Despite Jarvis's misgivings, Mother's Day has flourished in the United States. In fact, the second Sunday of May has become the most popular day of the year to dine out, and telephone lines record their highest traffic, as sons and daughters everywhere take advantage of this day to honor and to express appreciation of their mothers.
JULIA WARD HOWE
In the United States, Julia Ward Howe suggested the idea of Mother's Day in 1872.
She wrote her Mother's Day Proclamation in 1870.
Julia Ward Howe, a Boston poet, pacifist, suffragist, and author of the lyrics to the "Battle Hymn of the Republic," organized a day encouraging mothers to rally for peace, since she believed they bore the loss of human life more harshly than anyone else.
THE FIRST MOTHER'S DAY
The first Mother's Day observance was a church service honoring Mrs. Anna Reese Jarvis, held at Anna Jarvis's request in Grafton, West Virginia, and in Philadelphia, Pennsylvania, on May 10, 1908.

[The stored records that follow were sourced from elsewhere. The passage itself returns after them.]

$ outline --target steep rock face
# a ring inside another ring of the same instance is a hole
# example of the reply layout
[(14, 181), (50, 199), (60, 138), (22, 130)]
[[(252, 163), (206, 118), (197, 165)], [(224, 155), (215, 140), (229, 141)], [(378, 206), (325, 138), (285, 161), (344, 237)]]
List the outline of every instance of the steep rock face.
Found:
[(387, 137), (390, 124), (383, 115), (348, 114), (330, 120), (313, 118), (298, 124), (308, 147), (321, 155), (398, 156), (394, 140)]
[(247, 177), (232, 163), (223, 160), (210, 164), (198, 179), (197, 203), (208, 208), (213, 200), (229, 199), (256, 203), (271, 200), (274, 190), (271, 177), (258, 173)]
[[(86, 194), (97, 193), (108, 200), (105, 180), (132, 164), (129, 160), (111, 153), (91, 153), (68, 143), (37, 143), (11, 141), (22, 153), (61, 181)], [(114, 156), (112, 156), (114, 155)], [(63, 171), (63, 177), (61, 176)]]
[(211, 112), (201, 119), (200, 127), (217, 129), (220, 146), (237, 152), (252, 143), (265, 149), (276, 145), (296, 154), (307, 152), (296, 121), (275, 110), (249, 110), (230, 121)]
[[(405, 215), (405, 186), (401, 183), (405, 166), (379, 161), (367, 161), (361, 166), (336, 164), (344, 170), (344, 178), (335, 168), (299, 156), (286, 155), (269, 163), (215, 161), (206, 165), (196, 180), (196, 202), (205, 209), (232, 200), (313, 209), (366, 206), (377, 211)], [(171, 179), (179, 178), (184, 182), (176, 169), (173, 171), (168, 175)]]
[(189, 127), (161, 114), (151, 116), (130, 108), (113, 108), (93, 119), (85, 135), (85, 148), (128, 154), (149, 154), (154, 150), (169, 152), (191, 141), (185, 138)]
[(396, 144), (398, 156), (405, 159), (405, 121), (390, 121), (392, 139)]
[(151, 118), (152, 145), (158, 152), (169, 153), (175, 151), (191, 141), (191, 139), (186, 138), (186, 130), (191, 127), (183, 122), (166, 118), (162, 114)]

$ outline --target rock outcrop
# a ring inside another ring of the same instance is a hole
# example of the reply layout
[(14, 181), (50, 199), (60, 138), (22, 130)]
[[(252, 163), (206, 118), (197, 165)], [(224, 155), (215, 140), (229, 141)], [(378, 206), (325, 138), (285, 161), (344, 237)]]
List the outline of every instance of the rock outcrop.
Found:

Carnations, her mother's favorite flowers, were supplied at that first service by Miss Jarvis. White carnations were chosen because they represented the sweetness, purity and endurance of mother love. Red carnations, in time, became the symbol of a living mother. White ones now signify that one's mother has died.

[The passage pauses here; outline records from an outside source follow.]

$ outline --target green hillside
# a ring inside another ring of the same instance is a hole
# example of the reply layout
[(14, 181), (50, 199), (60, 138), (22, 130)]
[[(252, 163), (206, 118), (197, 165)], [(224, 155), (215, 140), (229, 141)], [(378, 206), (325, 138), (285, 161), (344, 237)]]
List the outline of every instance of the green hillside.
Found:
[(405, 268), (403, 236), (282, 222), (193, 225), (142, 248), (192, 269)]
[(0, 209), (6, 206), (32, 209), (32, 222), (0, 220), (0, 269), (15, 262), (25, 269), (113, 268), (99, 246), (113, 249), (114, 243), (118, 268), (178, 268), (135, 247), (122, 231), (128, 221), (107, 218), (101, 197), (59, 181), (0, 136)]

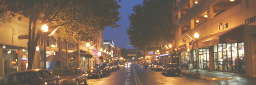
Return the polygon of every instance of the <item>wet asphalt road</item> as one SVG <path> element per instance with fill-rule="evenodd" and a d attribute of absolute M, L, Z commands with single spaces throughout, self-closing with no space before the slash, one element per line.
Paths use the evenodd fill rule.
<path fill-rule="evenodd" d="M 218 85 L 210 81 L 181 74 L 162 74 L 161 70 L 145 69 L 142 65 L 124 65 L 100 78 L 88 80 L 88 85 Z M 80 84 L 83 84 L 81 83 Z"/>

The House of Representatives in May, 1913, unanimously adopted a resolution requesting the President, his Cabinet, members of Congress, and all officials of the federal government to wear a white carnation on Mother's Day. Congress passed another Joint Resolution May 8, 1914, designating the second Sunday in May as Mother's Day. The U.S. flag is to be displayed on government buildings and at people's homes "as a public expression of our love and reverence for the mothers of our country." President Woodrow Wilson issued the first proclamation making Mother's Day an official national holiday.

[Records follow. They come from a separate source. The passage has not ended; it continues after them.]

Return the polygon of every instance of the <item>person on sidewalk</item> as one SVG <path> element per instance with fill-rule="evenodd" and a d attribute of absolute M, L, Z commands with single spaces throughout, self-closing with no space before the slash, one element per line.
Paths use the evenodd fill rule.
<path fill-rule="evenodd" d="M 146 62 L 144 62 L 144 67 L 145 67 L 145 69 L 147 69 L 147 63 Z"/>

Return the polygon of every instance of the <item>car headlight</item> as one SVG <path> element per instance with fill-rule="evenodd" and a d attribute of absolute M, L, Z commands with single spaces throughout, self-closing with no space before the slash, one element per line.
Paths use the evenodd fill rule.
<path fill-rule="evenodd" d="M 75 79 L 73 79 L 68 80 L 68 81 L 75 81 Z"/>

On May 13, 1877, the second Sunday of the month, Juliet Calhoun Blakeley stepped into the pulpit of the Methodist-Episcopal Church and completed the sermon for the Reverand Myron Daughterty.
According to local legend, Daughterty was distraught because an anti-temperance group had forced his son to spend the night in a saloon.
Proud of their mother's achievement, Charles and Moses Blakeley encouraged other to pay tribute to their mothers.
In the 1880's the Albion Methodist church began celebrating Mother's Day in Blakeley's honor.
OTHER MOTHER'S DAY OBSERVANCES
The first Mother's Day proclamation was issued by the governor of West Virginia in 1910. Oklahoma celebrated Mother's Day that year as well. By 1911 every state had its own observances. By then other areas celebrating Mother's Day included Mexico, Canada, China, Japan, South America and Africa. The Mother's Day International Association was incorporated on December 12, 1912, with the purpose of furthering meaningful observations of Mother's Day.
Mother's Day is celebrated in many countries, including the United Kingdom, the United States, Denmark, Finland, Italy, Turkey, Australia, Mexico, Canada, China, Japan and Belgium. The day is used by children and husbands to honor mothers and grandmothers for all that they do in raising children.